Decisions: If two roads diverge, just pick one!


Life confronts us with choice after choice. The key, Baxter says, is to feel confident in your convictions

NICOLE BAXTER, Opinion Columnists

In life, we are so preoccupied with choosing the right path. There seems to be so much pressure to choose “correctly” that it becomes overwhelming for many of us. Being so young, we all have some big decisions to face in the near future; whether to go to graduate school, buy a car, rent an apartment, move away or get married.

Of course these decisions are extremely important and merit a great deal of thought, but do we put too much weight on the ramifications of these decisions?

It is important to understand that although we face tough decisions, our choice at the end of the process is not as vital as we make it out to be. Yes, it is significant and determines the next step in your life, but it does not determine the rest of your life.

Making decisions is hard to do because there exists a certain amount of risk associated with each selection and once we recognize that, we become intimidated by declaring an answer.

We want to choose the best path, the one that is right for us, but what if there is no right path? What if there are just two paths that are both excellent options and you pick the one that you think is best for you at that time and that’s it? No looking back with regret or asking yourself years later “what if?” because whatever idea you conjure up of what could have been is a mere fantasy. You have no way of ever going back to find out how your life could have been.

This goes to show that life is a series of decisions that lead to more decisions. Another insightful thing to remember is to always be happy with your decision. Because in the end, whatever you picked really could have been the other and it would have been just as meaningful.

Many people like Jacob Bergman, a junior actuarial science and philosophy major, realize that feeling confident in your choice is best.

“Whatever decisions you make in life you have to face inescapable consequences, but your decision is never wrong,” Bergman said. “Your mindset in that moment of time has led you down the path of your initial decision and you must live with your choice. It is impossible to go back.”

Bergman then went on to emphasize that every choice is the right choice because of the simple fact that you picked it. All options could have been great opportunities, but, as Bergman says, “Life brought you to this point in order to make this decision.” It’s right because everything before this point in time led you to pick whichever option you decide upon.

Feeling confident in your convictions is key in living a happy life, void of regret and contemplation.
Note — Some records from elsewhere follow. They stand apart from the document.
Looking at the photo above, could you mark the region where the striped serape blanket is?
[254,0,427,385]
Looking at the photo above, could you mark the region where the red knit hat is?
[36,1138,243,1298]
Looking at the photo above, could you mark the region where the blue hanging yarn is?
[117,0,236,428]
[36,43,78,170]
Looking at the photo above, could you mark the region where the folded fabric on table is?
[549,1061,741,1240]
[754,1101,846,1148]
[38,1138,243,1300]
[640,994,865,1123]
It may be hard for us to fathom it now, but as we proceed towards our goals we must see that the big decisions we make, no matter what they be, will turn out alright.

There’s a popular saying from John Lennon that adds comfort to those situations we might feel uncertain about, it follows, “Everything will be okay in the end. If it is not okay, then it is not the end.”

Provided that you feel the option you chose might have been a mistake, there is no need to worry. Things will work out in the end, just don’t over think them.

As you face life and confront choices, just keep in mind that it is not about which path you take, it is about being strong enough to make the decision to choose and progress with certitude.

Do not psych yourself out by trying to guess the right path to follow, but instead pave your own path with conviction and contentment.